Historiador da Paris-Sorbonne acredita que um segundo mandato petista precisa ser focado em transformação social.
FOLHA – Em quem o sr. votou?
LUIZ FELIPE DE ALENCASTRO – Votei em Lula, como nas eleições precedentes em que ele se candidatou. Penso que o PT e Lula são portadores de um projeto democrático de transformação social que foi parcialmente realizado no primeiro mandato e poderá ser completado num segundo mandato. Votarei novamente em Lula no dia 29 de outubro. Mas, agora, com um pé atrás. Os erros de Lula e os atos delituosos da direção do PT suscitam reflexões pessimistas. Mas o impulso para o progresso social e a confiança no processo democrático, explicitados no voto majoritário que Lula obteve entre as camadas populares e a população negra, geram o otimismo da vontade de mudança.
FOLHA – O que achou do resultado do primeiro turno?

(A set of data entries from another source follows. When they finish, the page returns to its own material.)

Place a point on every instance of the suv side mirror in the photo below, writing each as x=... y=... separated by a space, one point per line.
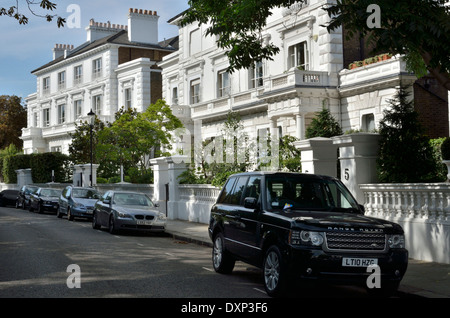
x=250 y=203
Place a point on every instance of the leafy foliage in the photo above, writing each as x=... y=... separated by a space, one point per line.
x=47 y=5
x=80 y=148
x=239 y=25
x=129 y=141
x=13 y=117
x=405 y=153
x=428 y=21
x=323 y=125
x=445 y=149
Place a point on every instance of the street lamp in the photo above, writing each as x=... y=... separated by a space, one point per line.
x=91 y=115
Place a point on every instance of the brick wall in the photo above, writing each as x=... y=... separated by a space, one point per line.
x=431 y=102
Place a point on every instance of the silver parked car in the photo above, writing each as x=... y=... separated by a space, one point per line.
x=121 y=210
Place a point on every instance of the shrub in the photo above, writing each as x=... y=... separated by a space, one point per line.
x=323 y=125
x=445 y=149
x=405 y=152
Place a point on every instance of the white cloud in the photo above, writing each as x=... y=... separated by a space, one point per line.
x=26 y=47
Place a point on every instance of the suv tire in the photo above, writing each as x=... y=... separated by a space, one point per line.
x=222 y=261
x=274 y=271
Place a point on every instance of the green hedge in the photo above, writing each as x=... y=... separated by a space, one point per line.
x=41 y=165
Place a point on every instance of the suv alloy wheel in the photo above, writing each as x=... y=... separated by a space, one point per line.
x=274 y=272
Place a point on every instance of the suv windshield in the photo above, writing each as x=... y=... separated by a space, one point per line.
x=300 y=193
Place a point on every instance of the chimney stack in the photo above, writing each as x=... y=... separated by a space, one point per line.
x=142 y=26
x=61 y=50
x=98 y=30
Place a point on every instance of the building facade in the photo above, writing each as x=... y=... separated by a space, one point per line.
x=116 y=67
x=310 y=72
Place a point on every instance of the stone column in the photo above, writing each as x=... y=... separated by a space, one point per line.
x=176 y=165
x=318 y=156
x=357 y=156
x=300 y=122
x=160 y=180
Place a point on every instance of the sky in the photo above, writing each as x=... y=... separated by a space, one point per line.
x=24 y=48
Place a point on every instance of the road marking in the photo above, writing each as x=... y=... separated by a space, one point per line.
x=261 y=291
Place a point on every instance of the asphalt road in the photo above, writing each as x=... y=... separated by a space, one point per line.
x=39 y=251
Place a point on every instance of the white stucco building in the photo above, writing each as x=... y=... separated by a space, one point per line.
x=115 y=67
x=310 y=72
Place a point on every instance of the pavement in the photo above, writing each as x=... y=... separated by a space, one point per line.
x=422 y=279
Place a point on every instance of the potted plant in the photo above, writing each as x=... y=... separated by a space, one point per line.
x=445 y=151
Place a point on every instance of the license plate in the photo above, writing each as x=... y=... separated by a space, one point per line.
x=358 y=262
x=141 y=222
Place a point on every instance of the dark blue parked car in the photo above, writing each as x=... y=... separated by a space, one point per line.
x=77 y=202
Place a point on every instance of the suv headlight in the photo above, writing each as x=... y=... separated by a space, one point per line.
x=306 y=238
x=396 y=241
x=123 y=215
x=78 y=205
x=161 y=216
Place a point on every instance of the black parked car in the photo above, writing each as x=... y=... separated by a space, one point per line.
x=8 y=197
x=23 y=200
x=44 y=199
x=77 y=202
x=303 y=226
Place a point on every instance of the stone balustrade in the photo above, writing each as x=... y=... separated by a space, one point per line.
x=423 y=210
x=429 y=201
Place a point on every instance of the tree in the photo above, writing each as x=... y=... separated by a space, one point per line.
x=323 y=125
x=17 y=13
x=13 y=117
x=134 y=138
x=405 y=154
x=239 y=25
x=80 y=147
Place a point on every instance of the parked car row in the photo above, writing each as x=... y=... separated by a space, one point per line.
x=115 y=210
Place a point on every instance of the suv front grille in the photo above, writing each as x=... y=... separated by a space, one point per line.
x=338 y=241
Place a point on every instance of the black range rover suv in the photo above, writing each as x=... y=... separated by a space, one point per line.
x=303 y=226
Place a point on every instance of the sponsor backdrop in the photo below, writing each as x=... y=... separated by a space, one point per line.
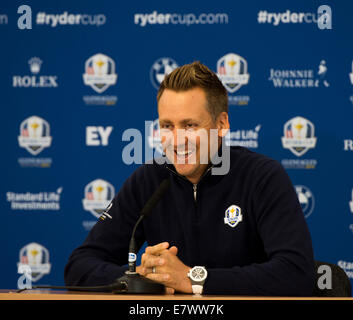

ALENCASTRO – Consolidaram-se duas mudanças positivas: o sistema de dois turnos, garantia de resultados não sujeitos à contestação, e o instituto da reeleição. Quebrou-se um tabu: o presidente candidato à reeleição não é imbatível. Lula levou uma fubecada e foi empurrado para o segundo turno. As sondagens mostram que 66% do eleitorado acha isso bom. O eleitorado aprendeu a manejar os dois turnos e quer mais explicações. Lula deve estar preparado para explicar o mensalão e o “dossiegate”. Mas Alckmin talvez seja levado a formular os esclarecimentos que FHC não deu sobre as privatizações e a compra de votos para a emenda da reeleição.
FOLHA – O que lhe parece a candidatura Alckmin?
ALENCASTRO – Alckmin só chegou no segundo turno por causa das manobras calamitosas e suicidas do PT. No seu comportamento há a habitual arrogância tucana: não é preciso detalhar um programa de governo -procedimento essencial para todo postulante sério à Presidência-, basta repetir que a esquerda é burra e, ainda por cima, desonesta.
FOLHA – É possível explicar como um candidato constantemente apresentado como antipopular chega a angariar 40% dos votos?
ALENCASTRO – Alckmin representa um arco de alianças partidárias cujo potencial pode abarcar mais da metade do eleitorado brasileiro. Sua representatividade partidária é real. Mas foi ele próprio que forjou sua imagem de ator secundário da política brasileira. Foi ele que se projetou como um político de reserva, eterno vice-governador. Alckmin também aparece como um político provinciano que jamais se preocupou -ao contrário de Lula, FHC ou Serra- em estabelecer contato com lideranças políticas estrangeiras. Com a forte inserção do Brasil na diplomacia e no comércio internacionais, isso é uma lacuna grave. Ele é despreparado neste terreno e já deu vexame numa entrevista a um canal de TV australiano, fugindo de suas responsabilidades no governo de São Paulo. Sua propaganda eleitoral, mostrando a casinha de Pindamonhangaba, pagou o mico. Instalou uma imagem de farmacêutico do interior num filme de Mazzaropi. No debate da Bandeirantes, ele tentou consertar, falando grosso e grosseiramente. Gerou um conflito de imagens que provocou sua queda nas sondagens.
FOLHA – Lula opôs constantemente, no primeiro turno, o “povo” e a “elite”. Faz sentido o discurso?
ALENCASTRO – Faz todo o sentido. Afinal o que se está querendo neste país? Que os evangélicos e a polícia resolvam os problemas gerados pela miséria e as desigualdades? É fundamental que essas opções sejam assumidas por um partido inserido no jogo democrático, por um presidente respeitador das instituições. A idéia de conflito de interesses é fundamental no funcionamento da democracia. Por minha parte, sempre achei que os objetivos do PT e de Lula devem ser os mesmos de toda esquerda democrática: transformar a maioria social do país em maioria política.